O matko, dzwońcie po niańkę. Mikole z syndromem Polaka zaraz nam wypłaczą całą rzekę.
Bo ci forumowi głupole nie potrafią napisać nic innego jak "tramwaj" żeby ubliżać EZT. A jedźcie sobie śmierdzącymi trupowagonami for all I care. Smyrajcie się z ludźmi naprzeciwko kolanami w swoich przedpotopowych przedziałowcach. Korzystajcie póki możecie, bo niedługo będziecie swoje ukochane wagoniki oglądać w muzeum, a swoje "tramwaje" będziecie mogli tylko wsadzać na pałę do komentarzy na RK. A my - normalni ludzie - będziemy jeździć wreszcie w przyzwoitych warunkach. Jakie to uczucie, kiedy świat was porzuca? Pieknie sie prezentuje . Wszyskim tych zaslepionym milosnikom we wiekszosci milujacym stare wagony
polecam najpierw sie nim przejchac o nieobrazac nazwa tramwaj,Komfort napewno bedzie lepszy niz w Ed74 a jesli daja siedzenia podobne do tych w monachijskim typie to bez problemu bez bolu dupy pojedziecie 2-3h nieumiec o wyciszeniu hahaa "Tramwajem przez Polskę, to tylko w Polsce możliwe"
Zawsze twierdziłem, że akurat ty to mało wiesz.
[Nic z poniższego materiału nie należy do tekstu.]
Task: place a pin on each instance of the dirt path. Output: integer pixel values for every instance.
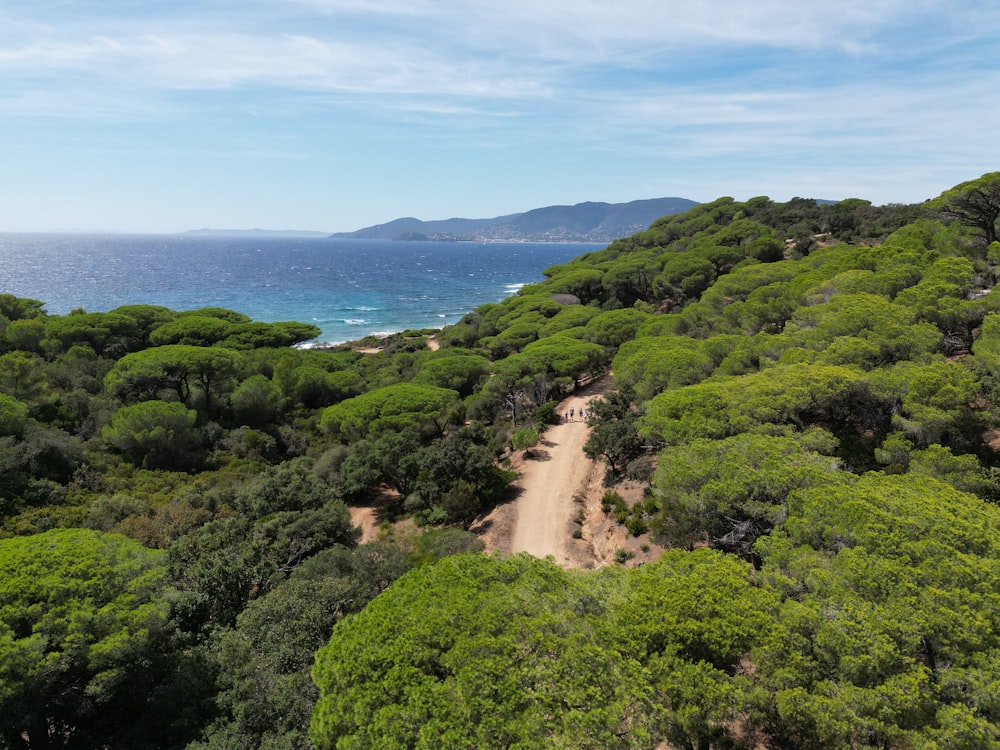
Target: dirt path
(557, 482)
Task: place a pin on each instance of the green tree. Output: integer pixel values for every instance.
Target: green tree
(83, 624)
(154, 434)
(13, 416)
(256, 401)
(185, 370)
(483, 652)
(191, 330)
(392, 408)
(976, 204)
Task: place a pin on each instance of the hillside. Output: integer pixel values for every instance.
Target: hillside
(584, 222)
(804, 415)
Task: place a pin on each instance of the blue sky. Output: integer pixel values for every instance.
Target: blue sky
(161, 116)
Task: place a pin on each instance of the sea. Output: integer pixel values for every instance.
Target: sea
(348, 288)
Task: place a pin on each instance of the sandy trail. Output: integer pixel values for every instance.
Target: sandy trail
(551, 483)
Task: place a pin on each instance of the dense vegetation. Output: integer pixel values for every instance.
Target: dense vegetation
(809, 393)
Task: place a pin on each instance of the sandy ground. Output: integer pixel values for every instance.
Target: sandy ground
(558, 492)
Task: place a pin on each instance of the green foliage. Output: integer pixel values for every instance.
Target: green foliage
(13, 416)
(154, 434)
(393, 408)
(483, 653)
(890, 614)
(730, 492)
(82, 624)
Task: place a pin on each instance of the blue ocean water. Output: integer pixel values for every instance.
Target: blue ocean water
(348, 288)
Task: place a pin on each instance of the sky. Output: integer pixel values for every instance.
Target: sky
(333, 115)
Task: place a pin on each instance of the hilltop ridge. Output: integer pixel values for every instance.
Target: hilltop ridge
(584, 222)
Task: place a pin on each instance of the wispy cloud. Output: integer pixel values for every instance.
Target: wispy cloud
(713, 90)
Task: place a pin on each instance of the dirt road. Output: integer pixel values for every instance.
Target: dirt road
(554, 481)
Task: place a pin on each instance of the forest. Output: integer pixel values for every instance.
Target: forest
(808, 393)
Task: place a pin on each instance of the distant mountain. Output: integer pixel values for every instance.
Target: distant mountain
(584, 222)
(255, 233)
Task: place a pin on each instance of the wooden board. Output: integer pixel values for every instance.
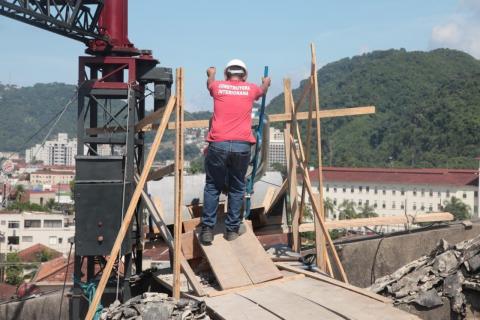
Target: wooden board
(344, 302)
(287, 305)
(379, 221)
(253, 258)
(224, 262)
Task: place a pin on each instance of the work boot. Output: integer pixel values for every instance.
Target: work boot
(232, 235)
(206, 235)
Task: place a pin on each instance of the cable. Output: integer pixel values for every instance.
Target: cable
(65, 282)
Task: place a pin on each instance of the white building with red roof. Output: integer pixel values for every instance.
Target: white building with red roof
(396, 191)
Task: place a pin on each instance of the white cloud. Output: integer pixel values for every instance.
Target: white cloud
(461, 31)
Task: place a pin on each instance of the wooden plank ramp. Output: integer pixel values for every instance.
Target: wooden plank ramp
(301, 299)
(240, 262)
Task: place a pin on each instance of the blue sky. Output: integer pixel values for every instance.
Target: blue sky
(198, 33)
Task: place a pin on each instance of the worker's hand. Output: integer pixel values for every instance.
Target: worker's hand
(211, 71)
(266, 81)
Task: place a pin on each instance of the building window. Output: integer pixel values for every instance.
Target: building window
(32, 224)
(27, 239)
(13, 240)
(13, 224)
(52, 224)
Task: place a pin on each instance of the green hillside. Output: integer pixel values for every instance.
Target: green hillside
(428, 109)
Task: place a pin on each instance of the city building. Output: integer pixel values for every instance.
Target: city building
(276, 148)
(61, 151)
(22, 230)
(399, 191)
(52, 177)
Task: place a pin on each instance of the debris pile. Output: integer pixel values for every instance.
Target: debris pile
(445, 272)
(155, 306)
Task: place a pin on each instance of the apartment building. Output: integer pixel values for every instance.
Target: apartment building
(19, 231)
(61, 151)
(396, 191)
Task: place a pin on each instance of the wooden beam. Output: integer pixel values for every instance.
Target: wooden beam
(167, 236)
(130, 211)
(382, 221)
(320, 246)
(178, 188)
(279, 117)
(325, 113)
(320, 277)
(146, 123)
(160, 173)
(316, 210)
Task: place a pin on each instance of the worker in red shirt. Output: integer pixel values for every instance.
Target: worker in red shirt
(230, 142)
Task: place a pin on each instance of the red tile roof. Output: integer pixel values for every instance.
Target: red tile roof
(455, 177)
(32, 253)
(7, 291)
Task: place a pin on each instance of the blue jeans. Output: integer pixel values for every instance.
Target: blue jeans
(226, 165)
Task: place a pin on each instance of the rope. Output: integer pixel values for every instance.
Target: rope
(89, 289)
(258, 146)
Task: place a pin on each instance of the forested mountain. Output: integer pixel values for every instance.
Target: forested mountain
(428, 109)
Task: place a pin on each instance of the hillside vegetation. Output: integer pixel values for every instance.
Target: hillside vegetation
(428, 109)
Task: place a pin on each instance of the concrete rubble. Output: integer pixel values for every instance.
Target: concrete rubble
(446, 272)
(155, 306)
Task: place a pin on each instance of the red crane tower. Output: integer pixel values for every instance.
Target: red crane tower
(113, 81)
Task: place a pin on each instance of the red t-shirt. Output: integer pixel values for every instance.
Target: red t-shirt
(232, 110)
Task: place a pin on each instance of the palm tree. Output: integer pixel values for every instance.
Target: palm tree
(328, 207)
(19, 192)
(367, 212)
(460, 210)
(347, 210)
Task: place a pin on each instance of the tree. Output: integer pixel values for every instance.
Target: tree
(15, 271)
(367, 212)
(347, 210)
(460, 210)
(328, 207)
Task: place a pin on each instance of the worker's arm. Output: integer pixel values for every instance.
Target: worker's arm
(211, 76)
(265, 84)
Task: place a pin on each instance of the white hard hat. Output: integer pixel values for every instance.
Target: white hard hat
(237, 63)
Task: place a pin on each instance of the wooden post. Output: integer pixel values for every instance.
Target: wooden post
(178, 184)
(131, 210)
(291, 169)
(320, 246)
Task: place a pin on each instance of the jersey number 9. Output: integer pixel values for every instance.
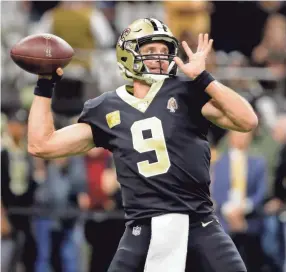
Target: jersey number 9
(156, 143)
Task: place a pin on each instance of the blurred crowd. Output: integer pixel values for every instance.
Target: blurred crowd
(66, 214)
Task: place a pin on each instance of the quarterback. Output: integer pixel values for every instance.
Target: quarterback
(156, 127)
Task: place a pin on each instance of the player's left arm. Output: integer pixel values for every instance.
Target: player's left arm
(226, 109)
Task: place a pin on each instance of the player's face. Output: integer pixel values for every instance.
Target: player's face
(159, 64)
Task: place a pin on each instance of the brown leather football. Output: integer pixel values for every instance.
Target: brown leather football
(42, 53)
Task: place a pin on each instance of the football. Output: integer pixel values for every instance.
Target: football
(42, 54)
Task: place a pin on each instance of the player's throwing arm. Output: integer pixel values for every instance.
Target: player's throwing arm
(226, 109)
(42, 54)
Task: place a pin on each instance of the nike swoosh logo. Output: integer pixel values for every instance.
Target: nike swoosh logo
(207, 223)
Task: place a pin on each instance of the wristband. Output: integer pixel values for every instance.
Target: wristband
(44, 88)
(203, 80)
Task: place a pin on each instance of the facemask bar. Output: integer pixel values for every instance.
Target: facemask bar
(172, 67)
(172, 44)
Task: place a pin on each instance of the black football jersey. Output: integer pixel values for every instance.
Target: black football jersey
(159, 145)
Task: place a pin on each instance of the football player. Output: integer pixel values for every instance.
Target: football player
(156, 128)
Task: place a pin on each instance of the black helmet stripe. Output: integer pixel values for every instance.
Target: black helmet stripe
(158, 25)
(154, 25)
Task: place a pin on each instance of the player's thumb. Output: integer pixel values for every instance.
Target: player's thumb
(60, 72)
(57, 75)
(179, 62)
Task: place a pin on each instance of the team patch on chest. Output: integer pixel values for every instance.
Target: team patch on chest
(172, 104)
(113, 119)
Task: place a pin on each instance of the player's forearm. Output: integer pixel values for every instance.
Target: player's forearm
(236, 108)
(40, 125)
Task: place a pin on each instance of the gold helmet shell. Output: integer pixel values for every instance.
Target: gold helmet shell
(141, 32)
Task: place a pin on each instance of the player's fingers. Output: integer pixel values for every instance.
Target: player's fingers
(209, 46)
(179, 62)
(200, 42)
(60, 71)
(187, 49)
(206, 40)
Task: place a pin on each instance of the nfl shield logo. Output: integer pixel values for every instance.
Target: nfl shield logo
(136, 231)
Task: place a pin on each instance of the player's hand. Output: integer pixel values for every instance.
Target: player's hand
(197, 61)
(55, 77)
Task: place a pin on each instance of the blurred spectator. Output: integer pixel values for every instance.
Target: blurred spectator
(192, 16)
(128, 11)
(239, 186)
(271, 53)
(104, 193)
(17, 191)
(63, 182)
(85, 28)
(278, 199)
(272, 49)
(36, 9)
(264, 105)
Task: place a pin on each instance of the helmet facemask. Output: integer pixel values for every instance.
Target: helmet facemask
(139, 68)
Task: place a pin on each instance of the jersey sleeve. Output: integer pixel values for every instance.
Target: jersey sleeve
(92, 115)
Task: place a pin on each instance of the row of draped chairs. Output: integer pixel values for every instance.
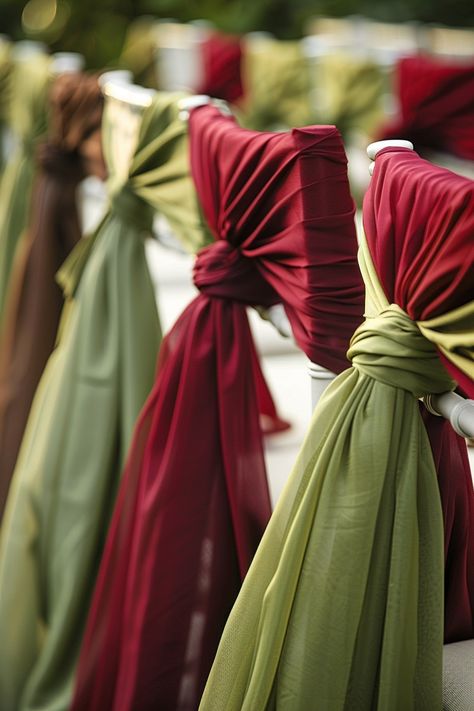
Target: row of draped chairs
(141, 566)
(356, 73)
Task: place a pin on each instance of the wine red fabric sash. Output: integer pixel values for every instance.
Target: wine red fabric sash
(436, 105)
(194, 500)
(34, 300)
(222, 57)
(403, 230)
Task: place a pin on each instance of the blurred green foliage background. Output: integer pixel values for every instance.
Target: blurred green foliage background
(96, 28)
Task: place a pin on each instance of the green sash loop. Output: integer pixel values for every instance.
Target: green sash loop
(277, 87)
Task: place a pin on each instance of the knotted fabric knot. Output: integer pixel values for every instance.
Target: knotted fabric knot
(132, 209)
(391, 349)
(222, 271)
(60, 163)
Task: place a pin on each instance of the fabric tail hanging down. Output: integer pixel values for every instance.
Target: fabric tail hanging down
(194, 500)
(343, 604)
(276, 84)
(34, 300)
(29, 81)
(5, 96)
(82, 418)
(436, 111)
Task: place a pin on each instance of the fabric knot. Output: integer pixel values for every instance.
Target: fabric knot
(222, 271)
(391, 349)
(132, 209)
(59, 163)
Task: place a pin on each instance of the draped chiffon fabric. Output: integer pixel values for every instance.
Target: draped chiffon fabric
(28, 85)
(83, 415)
(194, 501)
(343, 604)
(34, 300)
(221, 59)
(436, 98)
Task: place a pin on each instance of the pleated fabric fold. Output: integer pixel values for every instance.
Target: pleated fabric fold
(194, 500)
(82, 419)
(342, 607)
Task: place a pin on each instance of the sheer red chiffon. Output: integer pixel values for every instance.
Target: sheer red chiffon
(402, 230)
(436, 105)
(194, 501)
(222, 59)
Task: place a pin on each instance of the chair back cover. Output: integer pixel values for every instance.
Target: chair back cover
(34, 300)
(82, 418)
(343, 602)
(222, 67)
(194, 500)
(436, 99)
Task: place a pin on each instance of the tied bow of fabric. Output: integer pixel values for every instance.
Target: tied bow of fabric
(391, 349)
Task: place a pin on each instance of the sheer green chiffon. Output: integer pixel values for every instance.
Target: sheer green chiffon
(82, 421)
(276, 80)
(349, 92)
(342, 609)
(5, 94)
(29, 81)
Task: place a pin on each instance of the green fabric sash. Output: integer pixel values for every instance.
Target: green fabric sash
(348, 93)
(82, 420)
(342, 608)
(29, 81)
(277, 88)
(5, 93)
Czytać to ja też potrafię. A tu wpadłeś - nie doczytałeś.... Fuj.... "Znając życie jednostka będzie jak ED74" No rzeczywiście - kto jak kto ale ty to wiesz :D I znowu nie doczytałeś.... Ogarnij się człowieku. "Czyli jest szansa że Stadler zdąży?" A kiedyś z polskim zamówieniem nie zdążył? Czy Siedlce z jakimkolwiek zamówieniem się nie wyrobiły? Ja wiem, że Twoje wypowiedzi w przypadku Stadler'a są .. tendencyjne. I tyle. "Ani w Flirtrze, ani w Darcie nie zrobisz przedziałów" Zrobisz - tylko to znacznie podroży i obciąży konstrukcję, a na to chętnych nie ma i nie będzie. Na zachodzie wnętrza bez przedziałów są normą i to stanowi dziś rynek. "Scorpio ma racje" Nigdy nie miał - i to już nie podlega dyskusji. "4 pociągi to 8 czół. W gotowym są dwa czoła, na 3 zdjęciu od końca 5, na ostatnim 2. Czy tylko mi wychodzi, że 8=9?" Kolejny nieczytający - bo o tym już było. Siedlce mają robić człony napędowe dla Nowego Sącza, który ma składać jednostki od numeru 05. "O matko, dzwońcie po niańkę. Mikole z syndromem Polaka zaraz nam wypłaczą całą rzekę." Sam w tym wypadku lepszy nie jesteś. Nie nakręcaj się.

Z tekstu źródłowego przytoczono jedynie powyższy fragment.